Prime minister confident of future

Iraqi Prime Minister Nouri al-Maliki tells reporters Saturday he was the target of a bombing last week. (Associated Press)
Rebecca Santana Associated Press

BAGHDAD – Weeks before the U.S. pullout, Iraq’s prime minister confidently predicted Saturday that his country will achieve stability and remain independent of its giant neighbor Iran even without an American troop presence.

Nouri al-Maliki also warned of civil war in Iran’s ally Syria if Bashar Assad falls – a view that puts him closer to Tehran’s position and at odds with Washington. The foreign policy pronouncement indicates that Iraq is emerging from the shadows of U.S. influence in a way unforeseen when U.S.-led forces invaded eight years ago to topple Saddam Hussein.

“The situation in Syria is dangerous,” al-Maliki told the Associated Press during an interview at his office in a former Saddam-era palace in Baghdad’s Green Zone. “Things should be dealt with appropriately so that the spring in Syria does not turn into a winter.”

The Obama administration has been outspoken in its criticism of Assad’s bloody crackdown on protests that the U.N. says has killed more than 4,000 people so far, the bloodiest in a wave of uprisings that have been dubbed the Arab Spring.

Iraq has been much more circumspect and abstained from key Arab League votes suspending Syria’s membership and imposing sanctions on the country. That has raised concern that Baghdad is succumbing to Iranian pressure to protect Assad’s regime. Tehran is Syria’s main backer.

Al-Maliki insisted that Iraq will chart its own policies in the future according to national interests, not the dictates of Iran or any other country.

Some U.S. officials have suggested that Iranian influence in Iraq would inevitably grow once American troops depart.

“Iraq is not a follower of any country,” al-Maliki said. He pointed out several areas in which Iraq had acted against Iran’s desires, including the signing of the security agreement in 2008 that required all U.S. forces to leave Iraq by the end of this year. Iran had been pushing for all American troops to be out of the country even sooner.

But he also took pains to emphasize that Iraq did want to maintain good relations with Iran as the two countries share extensive cultural, economical and religious ties.

“Clearly, we are no enemy to Iran and we do not accept that some who have problems with Iran would use us as a battlefield. Some want to fight Iran with Iraqi resources as has happened in the past. We do not allow Iran to use us against others that Iran has problems with, and we do not allow others to use us against Iran,” he said.

The prime minister defended his country’s stance when it comes to how to address the instability roiling neighboring Syria right now.

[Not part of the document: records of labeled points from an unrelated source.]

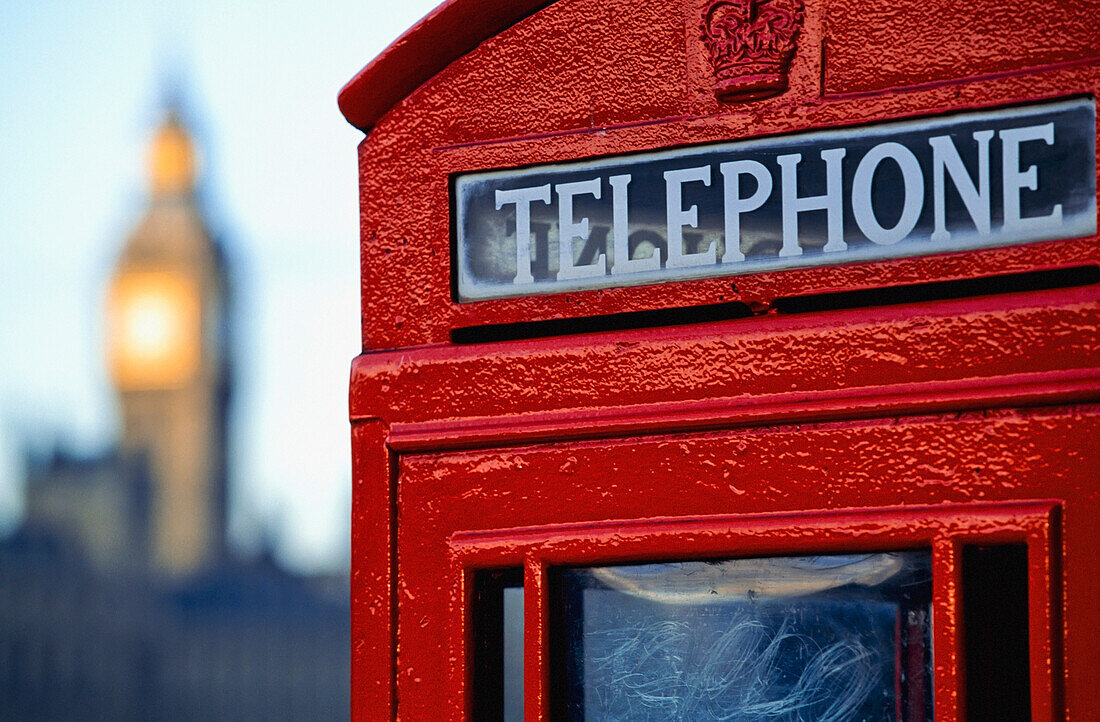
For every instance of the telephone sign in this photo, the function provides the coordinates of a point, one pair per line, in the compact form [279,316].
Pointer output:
[931,185]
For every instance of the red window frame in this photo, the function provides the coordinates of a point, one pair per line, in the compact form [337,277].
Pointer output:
[943,528]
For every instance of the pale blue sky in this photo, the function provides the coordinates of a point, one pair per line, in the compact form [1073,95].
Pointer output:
[80,87]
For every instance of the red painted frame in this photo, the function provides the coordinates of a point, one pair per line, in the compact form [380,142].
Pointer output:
[926,424]
[942,528]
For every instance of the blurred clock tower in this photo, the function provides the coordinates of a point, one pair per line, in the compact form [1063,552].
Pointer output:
[169,362]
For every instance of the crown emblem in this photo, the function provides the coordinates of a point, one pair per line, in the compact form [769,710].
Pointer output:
[750,44]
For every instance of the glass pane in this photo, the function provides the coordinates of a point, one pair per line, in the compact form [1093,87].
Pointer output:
[774,640]
[497,689]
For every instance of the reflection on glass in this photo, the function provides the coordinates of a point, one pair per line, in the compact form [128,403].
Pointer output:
[497,689]
[828,638]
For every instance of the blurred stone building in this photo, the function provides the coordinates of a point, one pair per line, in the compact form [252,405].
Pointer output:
[118,597]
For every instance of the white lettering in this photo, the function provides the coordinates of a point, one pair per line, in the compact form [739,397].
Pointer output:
[620,229]
[523,198]
[945,156]
[1013,179]
[831,203]
[735,205]
[913,193]
[678,218]
[568,229]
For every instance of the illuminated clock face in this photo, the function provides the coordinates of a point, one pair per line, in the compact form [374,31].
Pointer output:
[154,329]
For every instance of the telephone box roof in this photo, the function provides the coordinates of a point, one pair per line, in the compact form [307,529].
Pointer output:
[443,35]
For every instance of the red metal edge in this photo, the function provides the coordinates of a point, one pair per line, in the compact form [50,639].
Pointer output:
[440,37]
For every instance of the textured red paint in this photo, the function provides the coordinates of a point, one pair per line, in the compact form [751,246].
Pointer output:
[927,424]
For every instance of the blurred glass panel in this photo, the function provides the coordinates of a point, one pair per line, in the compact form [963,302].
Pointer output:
[778,640]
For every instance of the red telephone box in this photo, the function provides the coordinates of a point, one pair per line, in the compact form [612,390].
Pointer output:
[728,359]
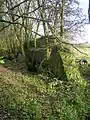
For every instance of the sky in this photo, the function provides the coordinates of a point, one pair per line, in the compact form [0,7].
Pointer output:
[84,6]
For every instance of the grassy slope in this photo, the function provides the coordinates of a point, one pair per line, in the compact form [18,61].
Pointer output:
[18,88]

Al-Maliki said Iraq believes the Syrian people’s rights should be protected and that his government has told the Syrian regime that the age of one party and one sect running the country is over. Syria is ruled by a minority Alawite regime, an offshoot of Shiism, that rules over a Sunni Muslim majority.

The Iraqi prime minister even said that members of the Syrian opposition had recently asked to come to Iraq, and that his government would meet with them. But he distanced himself from calls for Assad’s ouster, warning that could plunge the country into civil war.

“The killing or removal of President Bashar in any way will explode into an internal struggle between two groups and this will have an impact on the region,” al-Maliki said.